🤖 AI Summary
To address insufficient interaction between global structure and local contextual information in point cloud compression, this paper proposes the Point-Voxel Interleaved Network (PVIN). PVIN employs parallel point and voxel encoders—respectively modeling local geometry and capturing global structure—and introduces conditional sparse convolution for the first time: point embeddings dynamically generate voxel convolutional kernels to enable bidirectional, multi-scale feature interaction between points and voxels. At the decoder, a point-embedding-guided sparse reconstruction mechanism enhances geometric fidelity. Experiments on standard point cloud compression benchmarks (e.g., MPEG PCGCv2) demonstrate that PVIN achieves state-of-the-art or competitive BD-rate performance, significantly improving reconstruction quality—particularly in preserving fine-grained textures and topological structures.
📝 Abstract
In point cloud compression, the quality of a reconstructed point cloud relies on both the global structure and the local context, with existing methods usually processing global and local information sequentially and lacking communication between these two types of information.
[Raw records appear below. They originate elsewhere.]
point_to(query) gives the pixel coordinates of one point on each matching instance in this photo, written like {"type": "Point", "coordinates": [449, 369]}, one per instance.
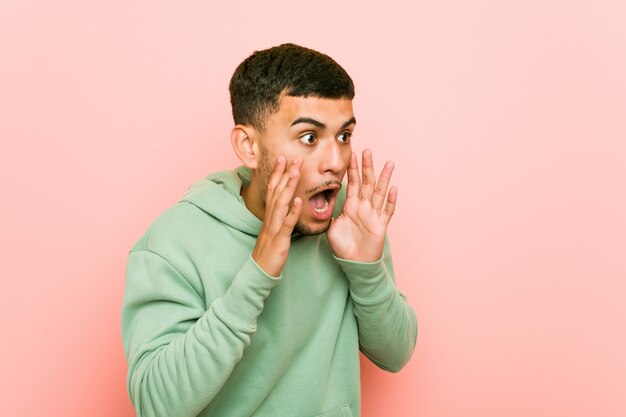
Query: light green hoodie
{"type": "Point", "coordinates": [206, 332]}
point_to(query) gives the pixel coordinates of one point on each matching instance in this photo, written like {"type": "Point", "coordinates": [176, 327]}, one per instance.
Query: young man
{"type": "Point", "coordinates": [254, 294]}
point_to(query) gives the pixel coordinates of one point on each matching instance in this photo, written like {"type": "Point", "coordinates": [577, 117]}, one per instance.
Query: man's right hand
{"type": "Point", "coordinates": [272, 245]}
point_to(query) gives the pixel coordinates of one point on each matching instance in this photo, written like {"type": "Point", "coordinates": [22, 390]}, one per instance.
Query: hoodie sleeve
{"type": "Point", "coordinates": [180, 352]}
{"type": "Point", "coordinates": [387, 323]}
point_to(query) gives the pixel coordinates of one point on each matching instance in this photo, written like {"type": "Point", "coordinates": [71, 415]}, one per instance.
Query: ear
{"type": "Point", "coordinates": [245, 145]}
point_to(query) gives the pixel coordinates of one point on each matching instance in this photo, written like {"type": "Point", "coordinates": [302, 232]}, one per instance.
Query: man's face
{"type": "Point", "coordinates": [318, 130]}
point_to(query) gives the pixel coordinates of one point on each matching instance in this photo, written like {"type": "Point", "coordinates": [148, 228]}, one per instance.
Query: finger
{"type": "Point", "coordinates": [381, 186]}
{"type": "Point", "coordinates": [284, 179]}
{"type": "Point", "coordinates": [354, 181]}
{"type": "Point", "coordinates": [369, 177]}
{"type": "Point", "coordinates": [283, 199]}
{"type": "Point", "coordinates": [390, 207]}
{"type": "Point", "coordinates": [277, 173]}
{"type": "Point", "coordinates": [292, 217]}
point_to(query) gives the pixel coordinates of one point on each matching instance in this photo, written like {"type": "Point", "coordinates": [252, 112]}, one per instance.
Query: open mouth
{"type": "Point", "coordinates": [322, 202]}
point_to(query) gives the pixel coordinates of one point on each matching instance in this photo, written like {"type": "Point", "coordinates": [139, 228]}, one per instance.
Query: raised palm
{"type": "Point", "coordinates": [358, 234]}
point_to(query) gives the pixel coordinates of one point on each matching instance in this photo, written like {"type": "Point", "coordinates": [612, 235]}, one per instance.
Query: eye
{"type": "Point", "coordinates": [344, 137]}
{"type": "Point", "coordinates": [308, 139]}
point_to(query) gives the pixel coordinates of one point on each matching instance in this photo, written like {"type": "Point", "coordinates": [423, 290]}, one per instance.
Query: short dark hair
{"type": "Point", "coordinates": [258, 82]}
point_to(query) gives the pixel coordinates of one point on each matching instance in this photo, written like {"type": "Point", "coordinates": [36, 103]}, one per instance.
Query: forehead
{"type": "Point", "coordinates": [331, 112]}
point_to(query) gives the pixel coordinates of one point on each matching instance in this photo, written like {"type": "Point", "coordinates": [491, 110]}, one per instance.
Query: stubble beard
{"type": "Point", "coordinates": [265, 172]}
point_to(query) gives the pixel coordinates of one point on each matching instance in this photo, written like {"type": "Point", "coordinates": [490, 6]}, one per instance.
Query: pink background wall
{"type": "Point", "coordinates": [507, 123]}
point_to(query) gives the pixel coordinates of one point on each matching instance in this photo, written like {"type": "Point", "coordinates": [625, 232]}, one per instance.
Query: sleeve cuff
{"type": "Point", "coordinates": [244, 300]}
{"type": "Point", "coordinates": [369, 281]}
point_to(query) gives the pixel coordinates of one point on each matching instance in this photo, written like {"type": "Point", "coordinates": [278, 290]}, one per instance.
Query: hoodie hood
{"type": "Point", "coordinates": [219, 195]}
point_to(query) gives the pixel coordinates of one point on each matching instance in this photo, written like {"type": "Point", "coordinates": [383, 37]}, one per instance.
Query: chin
{"type": "Point", "coordinates": [308, 229]}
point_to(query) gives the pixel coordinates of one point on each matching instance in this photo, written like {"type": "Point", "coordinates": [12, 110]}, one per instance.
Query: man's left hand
{"type": "Point", "coordinates": [358, 234]}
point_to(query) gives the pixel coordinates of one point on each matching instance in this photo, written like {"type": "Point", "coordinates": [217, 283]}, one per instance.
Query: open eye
{"type": "Point", "coordinates": [344, 137]}
{"type": "Point", "coordinates": [308, 139]}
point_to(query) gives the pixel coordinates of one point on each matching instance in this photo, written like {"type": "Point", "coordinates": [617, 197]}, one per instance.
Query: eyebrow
{"type": "Point", "coordinates": [320, 125]}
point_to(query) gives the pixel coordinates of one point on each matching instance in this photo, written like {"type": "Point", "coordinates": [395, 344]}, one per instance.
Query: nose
{"type": "Point", "coordinates": [331, 160]}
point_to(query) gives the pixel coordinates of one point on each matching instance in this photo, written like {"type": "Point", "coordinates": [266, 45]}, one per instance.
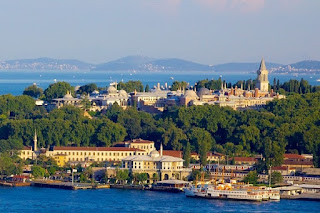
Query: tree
{"type": "Point", "coordinates": [147, 88]}
{"type": "Point", "coordinates": [9, 165]}
{"type": "Point", "coordinates": [33, 91]}
{"type": "Point", "coordinates": [276, 177]}
{"type": "Point", "coordinates": [122, 175]}
{"type": "Point", "coordinates": [86, 104]}
{"type": "Point", "coordinates": [109, 133]}
{"type": "Point", "coordinates": [57, 90]}
{"type": "Point", "coordinates": [176, 85]}
{"type": "Point", "coordinates": [87, 89]}
{"type": "Point", "coordinates": [252, 177]}
{"type": "Point", "coordinates": [187, 154]}
{"type": "Point", "coordinates": [141, 177]}
{"type": "Point", "coordinates": [38, 171]}
{"type": "Point", "coordinates": [203, 142]}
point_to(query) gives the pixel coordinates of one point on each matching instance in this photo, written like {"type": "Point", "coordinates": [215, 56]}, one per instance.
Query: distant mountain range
{"type": "Point", "coordinates": [143, 63]}
{"type": "Point", "coordinates": [45, 64]}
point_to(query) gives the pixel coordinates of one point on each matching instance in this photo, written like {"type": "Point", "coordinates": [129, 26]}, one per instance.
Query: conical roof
{"type": "Point", "coordinates": [262, 65]}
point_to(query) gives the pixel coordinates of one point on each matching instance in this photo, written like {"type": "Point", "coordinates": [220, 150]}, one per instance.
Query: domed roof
{"type": "Point", "coordinates": [112, 90]}
{"type": "Point", "coordinates": [68, 95]}
{"type": "Point", "coordinates": [154, 154]}
{"type": "Point", "coordinates": [123, 93]}
{"type": "Point", "coordinates": [203, 91]}
{"type": "Point", "coordinates": [190, 93]}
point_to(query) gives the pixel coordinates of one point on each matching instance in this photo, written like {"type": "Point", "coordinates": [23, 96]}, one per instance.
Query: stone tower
{"type": "Point", "coordinates": [35, 141]}
{"type": "Point", "coordinates": [262, 79]}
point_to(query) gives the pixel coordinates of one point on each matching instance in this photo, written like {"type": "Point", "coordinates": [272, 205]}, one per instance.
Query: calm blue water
{"type": "Point", "coordinates": [30, 199]}
{"type": "Point", "coordinates": [15, 82]}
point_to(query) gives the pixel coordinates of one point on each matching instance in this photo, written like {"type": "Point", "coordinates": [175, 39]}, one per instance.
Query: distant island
{"type": "Point", "coordinates": [143, 63]}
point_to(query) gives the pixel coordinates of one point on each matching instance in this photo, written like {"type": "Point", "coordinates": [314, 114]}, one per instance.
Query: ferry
{"type": "Point", "coordinates": [226, 191]}
{"type": "Point", "coordinates": [223, 192]}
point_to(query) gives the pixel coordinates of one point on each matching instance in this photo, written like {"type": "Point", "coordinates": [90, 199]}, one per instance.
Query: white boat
{"type": "Point", "coordinates": [193, 191]}
{"type": "Point", "coordinates": [222, 192]}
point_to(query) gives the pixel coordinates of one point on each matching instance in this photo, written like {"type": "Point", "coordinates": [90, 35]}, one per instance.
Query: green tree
{"type": "Point", "coordinates": [38, 171]}
{"type": "Point", "coordinates": [176, 85]}
{"type": "Point", "coordinates": [252, 177]}
{"type": "Point", "coordinates": [33, 91]}
{"type": "Point", "coordinates": [187, 154]}
{"type": "Point", "coordinates": [203, 142]}
{"type": "Point", "coordinates": [87, 89]}
{"type": "Point", "coordinates": [276, 177]}
{"type": "Point", "coordinates": [9, 165]}
{"type": "Point", "coordinates": [86, 104]}
{"type": "Point", "coordinates": [147, 88]}
{"type": "Point", "coordinates": [57, 90]}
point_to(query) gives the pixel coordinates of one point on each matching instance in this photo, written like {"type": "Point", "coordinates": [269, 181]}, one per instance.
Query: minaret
{"type": "Point", "coordinates": [262, 79]}
{"type": "Point", "coordinates": [161, 149]}
{"type": "Point", "coordinates": [35, 140]}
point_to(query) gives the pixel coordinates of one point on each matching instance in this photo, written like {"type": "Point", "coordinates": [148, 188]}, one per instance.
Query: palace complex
{"type": "Point", "coordinates": [159, 97]}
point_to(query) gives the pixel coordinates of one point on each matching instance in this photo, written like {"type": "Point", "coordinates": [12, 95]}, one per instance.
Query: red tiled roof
{"type": "Point", "coordinates": [73, 148]}
{"type": "Point", "coordinates": [214, 154]}
{"type": "Point", "coordinates": [139, 141]}
{"type": "Point", "coordinates": [26, 148]}
{"type": "Point", "coordinates": [279, 168]}
{"type": "Point", "coordinates": [297, 163]}
{"type": "Point", "coordinates": [249, 159]}
{"type": "Point", "coordinates": [293, 156]}
{"type": "Point", "coordinates": [173, 153]}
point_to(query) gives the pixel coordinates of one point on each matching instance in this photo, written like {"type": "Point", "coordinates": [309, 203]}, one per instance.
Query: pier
{"type": "Point", "coordinates": [67, 185]}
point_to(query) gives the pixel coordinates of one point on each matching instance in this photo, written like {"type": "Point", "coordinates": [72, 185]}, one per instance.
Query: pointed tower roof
{"type": "Point", "coordinates": [262, 65]}
{"type": "Point", "coordinates": [35, 135]}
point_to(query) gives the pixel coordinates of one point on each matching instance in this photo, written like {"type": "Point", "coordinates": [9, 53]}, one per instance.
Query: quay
{"type": "Point", "coordinates": [67, 185]}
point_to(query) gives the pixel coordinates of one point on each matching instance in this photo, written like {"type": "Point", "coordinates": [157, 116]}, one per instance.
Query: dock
{"type": "Point", "coordinates": [68, 185]}
{"type": "Point", "coordinates": [303, 196]}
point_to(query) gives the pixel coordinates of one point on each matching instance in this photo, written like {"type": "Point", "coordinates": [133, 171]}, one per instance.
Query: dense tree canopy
{"type": "Point", "coordinates": [33, 91]}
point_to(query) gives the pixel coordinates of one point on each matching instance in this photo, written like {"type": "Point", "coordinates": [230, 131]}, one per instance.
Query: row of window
{"type": "Point", "coordinates": [100, 153]}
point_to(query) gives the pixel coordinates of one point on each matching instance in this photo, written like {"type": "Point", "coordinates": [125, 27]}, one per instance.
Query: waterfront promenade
{"type": "Point", "coordinates": [34, 199]}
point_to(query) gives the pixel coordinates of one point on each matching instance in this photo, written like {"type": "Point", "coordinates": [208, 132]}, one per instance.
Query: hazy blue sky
{"type": "Point", "coordinates": [205, 31]}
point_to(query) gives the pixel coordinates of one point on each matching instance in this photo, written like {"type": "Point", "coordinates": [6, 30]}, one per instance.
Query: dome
{"type": "Point", "coordinates": [190, 94]}
{"type": "Point", "coordinates": [68, 95]}
{"type": "Point", "coordinates": [203, 91]}
{"type": "Point", "coordinates": [112, 90]}
{"type": "Point", "coordinates": [123, 93]}
{"type": "Point", "coordinates": [154, 154]}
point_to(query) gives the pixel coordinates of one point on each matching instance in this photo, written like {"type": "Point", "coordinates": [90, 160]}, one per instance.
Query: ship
{"type": "Point", "coordinates": [223, 191]}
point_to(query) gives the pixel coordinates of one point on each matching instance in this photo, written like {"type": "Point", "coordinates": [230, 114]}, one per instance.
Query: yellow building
{"type": "Point", "coordinates": [156, 164]}
{"type": "Point", "coordinates": [60, 159]}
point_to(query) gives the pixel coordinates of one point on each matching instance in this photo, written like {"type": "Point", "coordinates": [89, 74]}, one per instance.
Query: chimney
{"type": "Point", "coordinates": [256, 92]}
{"type": "Point", "coordinates": [161, 149]}
{"type": "Point", "coordinates": [35, 140]}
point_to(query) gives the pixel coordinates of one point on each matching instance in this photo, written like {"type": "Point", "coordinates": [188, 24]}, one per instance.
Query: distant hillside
{"type": "Point", "coordinates": [242, 67]}
{"type": "Point", "coordinates": [143, 63]}
{"type": "Point", "coordinates": [300, 67]}
{"type": "Point", "coordinates": [126, 63]}
{"type": "Point", "coordinates": [306, 65]}
{"type": "Point", "coordinates": [149, 64]}
{"type": "Point", "coordinates": [45, 64]}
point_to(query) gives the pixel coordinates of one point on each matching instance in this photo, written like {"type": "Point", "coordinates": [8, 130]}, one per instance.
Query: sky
{"type": "Point", "coordinates": [203, 31]}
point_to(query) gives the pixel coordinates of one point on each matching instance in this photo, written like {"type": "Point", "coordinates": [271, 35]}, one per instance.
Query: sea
{"type": "Point", "coordinates": [32, 199]}
{"type": "Point", "coordinates": [15, 81]}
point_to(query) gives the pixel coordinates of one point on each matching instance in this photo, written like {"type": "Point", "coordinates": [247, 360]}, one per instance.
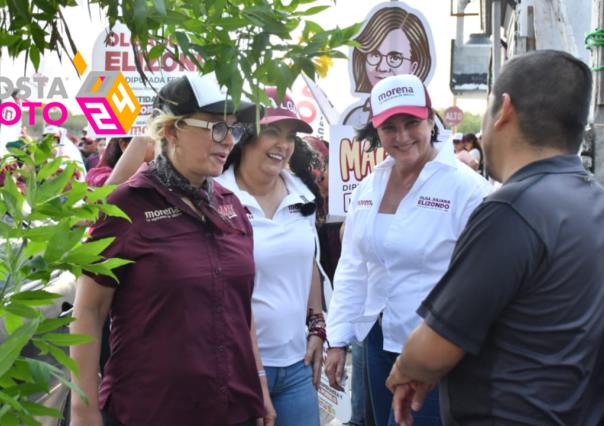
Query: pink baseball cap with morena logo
{"type": "Point", "coordinates": [399, 94]}
{"type": "Point", "coordinates": [281, 111]}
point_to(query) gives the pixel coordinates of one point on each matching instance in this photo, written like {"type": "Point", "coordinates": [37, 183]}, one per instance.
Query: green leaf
{"type": "Point", "coordinates": [55, 185]}
{"type": "Point", "coordinates": [22, 310]}
{"type": "Point", "coordinates": [160, 6]}
{"type": "Point", "coordinates": [62, 358]}
{"type": "Point", "coordinates": [12, 322]}
{"type": "Point", "coordinates": [12, 346]}
{"type": "Point", "coordinates": [20, 371]}
{"type": "Point", "coordinates": [77, 191]}
{"type": "Point", "coordinates": [113, 210]}
{"type": "Point", "coordinates": [40, 371]}
{"type": "Point", "coordinates": [42, 296]}
{"type": "Point", "coordinates": [41, 410]}
{"type": "Point", "coordinates": [140, 15]}
{"type": "Point", "coordinates": [34, 56]}
{"type": "Point", "coordinates": [63, 240]}
{"type": "Point", "coordinates": [51, 324]}
{"type": "Point", "coordinates": [104, 268]}
{"type": "Point", "coordinates": [155, 52]}
{"type": "Point", "coordinates": [312, 11]}
{"type": "Point", "coordinates": [73, 386]}
{"type": "Point", "coordinates": [100, 193]}
{"type": "Point", "coordinates": [61, 339]}
{"type": "Point", "coordinates": [11, 402]}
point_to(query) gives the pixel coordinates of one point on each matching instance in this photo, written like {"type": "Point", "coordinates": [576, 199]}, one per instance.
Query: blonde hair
{"type": "Point", "coordinates": [156, 128]}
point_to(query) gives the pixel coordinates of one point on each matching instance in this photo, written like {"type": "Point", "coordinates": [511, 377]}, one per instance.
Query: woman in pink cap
{"type": "Point", "coordinates": [271, 173]}
{"type": "Point", "coordinates": [401, 228]}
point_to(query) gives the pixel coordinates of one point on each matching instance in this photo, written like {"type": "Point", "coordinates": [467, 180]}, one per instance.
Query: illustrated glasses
{"type": "Point", "coordinates": [393, 59]}
{"type": "Point", "coordinates": [219, 129]}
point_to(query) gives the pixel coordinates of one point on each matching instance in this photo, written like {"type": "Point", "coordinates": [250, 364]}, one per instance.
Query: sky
{"type": "Point", "coordinates": [86, 28]}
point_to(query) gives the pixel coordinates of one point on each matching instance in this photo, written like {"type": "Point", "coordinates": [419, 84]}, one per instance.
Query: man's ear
{"type": "Point", "coordinates": [506, 112]}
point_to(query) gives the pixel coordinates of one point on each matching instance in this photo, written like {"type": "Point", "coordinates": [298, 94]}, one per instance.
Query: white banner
{"type": "Point", "coordinates": [117, 55]}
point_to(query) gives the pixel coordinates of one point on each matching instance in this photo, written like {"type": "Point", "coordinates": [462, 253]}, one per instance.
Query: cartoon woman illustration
{"type": "Point", "coordinates": [394, 41]}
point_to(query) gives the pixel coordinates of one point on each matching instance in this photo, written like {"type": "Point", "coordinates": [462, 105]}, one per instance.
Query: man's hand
{"type": "Point", "coordinates": [314, 357]}
{"type": "Point", "coordinates": [409, 397]}
{"type": "Point", "coordinates": [396, 377]}
{"type": "Point", "coordinates": [334, 367]}
{"type": "Point", "coordinates": [409, 394]}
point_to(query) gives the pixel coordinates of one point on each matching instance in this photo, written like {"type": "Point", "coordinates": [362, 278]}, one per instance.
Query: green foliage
{"type": "Point", "coordinates": [242, 40]}
{"type": "Point", "coordinates": [43, 216]}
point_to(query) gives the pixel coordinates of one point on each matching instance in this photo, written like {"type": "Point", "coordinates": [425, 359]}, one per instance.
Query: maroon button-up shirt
{"type": "Point", "coordinates": [181, 351]}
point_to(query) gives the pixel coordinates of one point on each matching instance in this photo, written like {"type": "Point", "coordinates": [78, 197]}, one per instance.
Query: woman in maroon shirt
{"type": "Point", "coordinates": [183, 349]}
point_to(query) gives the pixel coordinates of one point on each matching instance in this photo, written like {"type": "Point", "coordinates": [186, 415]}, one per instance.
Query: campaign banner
{"type": "Point", "coordinates": [113, 52]}
{"type": "Point", "coordinates": [349, 163]}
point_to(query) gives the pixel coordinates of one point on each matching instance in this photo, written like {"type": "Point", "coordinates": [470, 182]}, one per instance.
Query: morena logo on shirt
{"type": "Point", "coordinates": [227, 210]}
{"type": "Point", "coordinates": [155, 215]}
{"type": "Point", "coordinates": [434, 203]}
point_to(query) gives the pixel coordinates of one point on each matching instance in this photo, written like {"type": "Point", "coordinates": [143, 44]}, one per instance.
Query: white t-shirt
{"type": "Point", "coordinates": [284, 249]}
{"type": "Point", "coordinates": [391, 271]}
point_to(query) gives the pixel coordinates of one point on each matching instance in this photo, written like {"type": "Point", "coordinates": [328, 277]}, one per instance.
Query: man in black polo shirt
{"type": "Point", "coordinates": [514, 331]}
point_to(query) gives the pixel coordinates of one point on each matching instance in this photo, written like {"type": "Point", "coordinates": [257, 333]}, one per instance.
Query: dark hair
{"type": "Point", "coordinates": [379, 25]}
{"type": "Point", "coordinates": [301, 163]}
{"type": "Point", "coordinates": [113, 152]}
{"type": "Point", "coordinates": [550, 91]}
{"type": "Point", "coordinates": [369, 133]}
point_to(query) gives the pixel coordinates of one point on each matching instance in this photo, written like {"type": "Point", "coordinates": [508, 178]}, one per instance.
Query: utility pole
{"type": "Point", "coordinates": [496, 30]}
{"type": "Point", "coordinates": [597, 53]}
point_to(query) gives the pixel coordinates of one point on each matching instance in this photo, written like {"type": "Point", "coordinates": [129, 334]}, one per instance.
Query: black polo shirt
{"type": "Point", "coordinates": [524, 297]}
In this paper, we propose a point-voxel interlaced network (PVINet), which captures global structural features and local contextual features in parallel and performs interactions at each scale to enhance feature perception efficiency. Specifically, PVINet contains a voxel-based encoder (Ev) for extracting global structural features and a point-based encoder (Ep) that models local contexts centered at each voxel. Particularly, a novel conditional sparse convolution is introduced, which applies point embeddings to dynamically customize kernels for voxel feature extraction, facilitating feature interactions from Ep to Ev. During decoding, a voxel-based decoder employs conditional sparse convolutions to incorporate point embeddings as guidance to reconstruct the point cloud. Experiments on benchmark datasets show that PVINet delivers competitive performance compared to state-of-the-art methods.